Bu soruyu kurtuluş Savaşı yıllarında bir İngiliz gazeteci Grace Ellison, Mustafa Kemal’e soruyor. Paşa’nın verdiği cevap şöyle: “Hayır, hiçbir zaman… İlk baştan beri, tüm planı son gerçekleştiği biçimiyle (hiç mühimmatımız olmadığı zamanlarda bile) gözümde canlandırabiliyordum. Gecikmelere izin verdiysek, fazla kan dökülmesini ve yıkımı önlemek içindi.” (13)

Agâh Sırrı Levent’in söylediği gibi Mustafa Kemal’in yaşamı ve mücadelesi de güç ve umut kaynağıdır: “Atatürk her zaman için kuvvet kaynağıdır. Güçlüğe mi uğradınız? Umudunuz mu kırıldı? Atatürk’ü hatırlayın. Onun çarpışmak zorunda kaldığı güçlükler karşısındaki tutumunu göz önüne getirin. Cesaretiniz hemen yerine gelecek, hayatı sevmeye başlayacak, yeni bir hızla ileri atılacaksınız. Umutla sarıldığınız işte hemen başarı sağlayacaksınız.” (14)

Notlar ve Kaynaklar:

1. Hikmet Özdemir, Mustafa Kemal’le Anadolu’da Yolculuk, Doğan Kitap, İstanbul 2021, s. 45.

2. Atatürk’ün Bütün Eserleri, Cilt 9, 5. baskı, Kaynak Yayınları, İstanbul 2015, s. 112-113.

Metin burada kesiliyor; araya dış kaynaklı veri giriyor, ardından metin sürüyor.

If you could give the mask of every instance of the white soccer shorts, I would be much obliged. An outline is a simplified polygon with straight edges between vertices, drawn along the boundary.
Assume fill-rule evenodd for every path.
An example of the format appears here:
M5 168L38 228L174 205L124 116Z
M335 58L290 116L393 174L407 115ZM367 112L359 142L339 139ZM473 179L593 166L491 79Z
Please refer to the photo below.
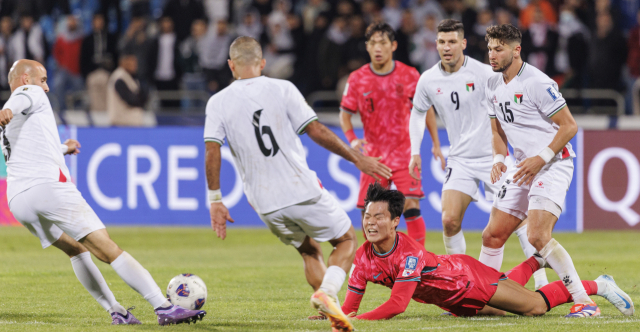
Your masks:
M70 182L31 187L16 195L9 202L9 209L31 234L40 239L42 248L56 242L62 232L78 241L105 228L78 188Z
M523 184L518 187L513 182L513 176L517 171L516 167L509 170L507 179L493 201L495 208L521 220L527 217L531 196L548 198L562 208L573 179L572 158L554 161L543 166L530 185Z
M474 202L480 199L480 181L484 184L484 197L493 201L498 184L491 184L493 161L474 162L470 160L447 159L442 191L457 190L471 196Z
M326 242L343 236L351 227L351 219L326 189L317 198L259 216L280 241L296 248L307 236Z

3. Mustafa Kemal’in Ruşen Eşref Ünaydın’la, 23, 24, 25 Ekim 1919 günleri, Amasya’da yaptığı, “Yeşilırmak Mülakatı” olarak bilinen uzun söyleşisi, Özdemir, a.g.k., s. 237, 241.

4. Ahmet Hilmi Kalaç, Kendi Kitabım, s. 153-154.

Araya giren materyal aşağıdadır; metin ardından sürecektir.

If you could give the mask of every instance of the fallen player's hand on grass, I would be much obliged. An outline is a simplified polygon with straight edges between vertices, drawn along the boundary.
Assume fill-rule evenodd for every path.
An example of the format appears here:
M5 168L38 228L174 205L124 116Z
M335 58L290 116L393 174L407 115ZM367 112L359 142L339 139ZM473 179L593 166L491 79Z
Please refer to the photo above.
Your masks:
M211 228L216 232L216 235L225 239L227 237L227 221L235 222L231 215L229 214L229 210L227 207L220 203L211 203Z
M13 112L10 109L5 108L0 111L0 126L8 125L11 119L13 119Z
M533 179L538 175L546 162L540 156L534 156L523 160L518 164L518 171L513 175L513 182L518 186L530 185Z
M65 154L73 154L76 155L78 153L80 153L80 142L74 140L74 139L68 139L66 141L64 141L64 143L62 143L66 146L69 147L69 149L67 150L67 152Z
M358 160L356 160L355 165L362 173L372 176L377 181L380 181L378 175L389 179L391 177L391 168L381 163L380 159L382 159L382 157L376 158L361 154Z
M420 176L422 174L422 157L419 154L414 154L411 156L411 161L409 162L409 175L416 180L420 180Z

5. Özdemir, a.g.k., s. 57.

6. Yunus Nadi, Ankara’nın İlk Günleri, Sel Yayınları, İstanbul, 1955.

7. Özdemir, a.g.k., s. 81.

8. Atatürk’ün Not Defteri VII, 25 Haziran 1919, s. 39 ve 180; Özdemir, a.g.k., s. 31.

9. Celâl Erikan, Komutan Atatürk, Türkiye İş Bankası Kültür Yayınları, 3. basım, İstanbul 2001, s. 40.

10. Özdemir, a.g.k., s. 84.

11. Niyazi Berkes, Atatürk ve Devrimler, Adam Yayınları, İstanbul 1993, 2. baskı, s. 152.

12. Berkes, a.g.k., Yapı Kredi Yayınları, 3. baskı, İstanbul 2019, s. 9.

13. Grace Ellison, Ankara’da Bir İngiliz Kadını, Bilgi Yayınevi, Ankara 1999, s. 189.

14. Agâh Sırrı Levent, Atatürk ve Devrimler, Atatürk’e Saygı, Ankara, Üniversitesi Basımevi, 1969, s. 142.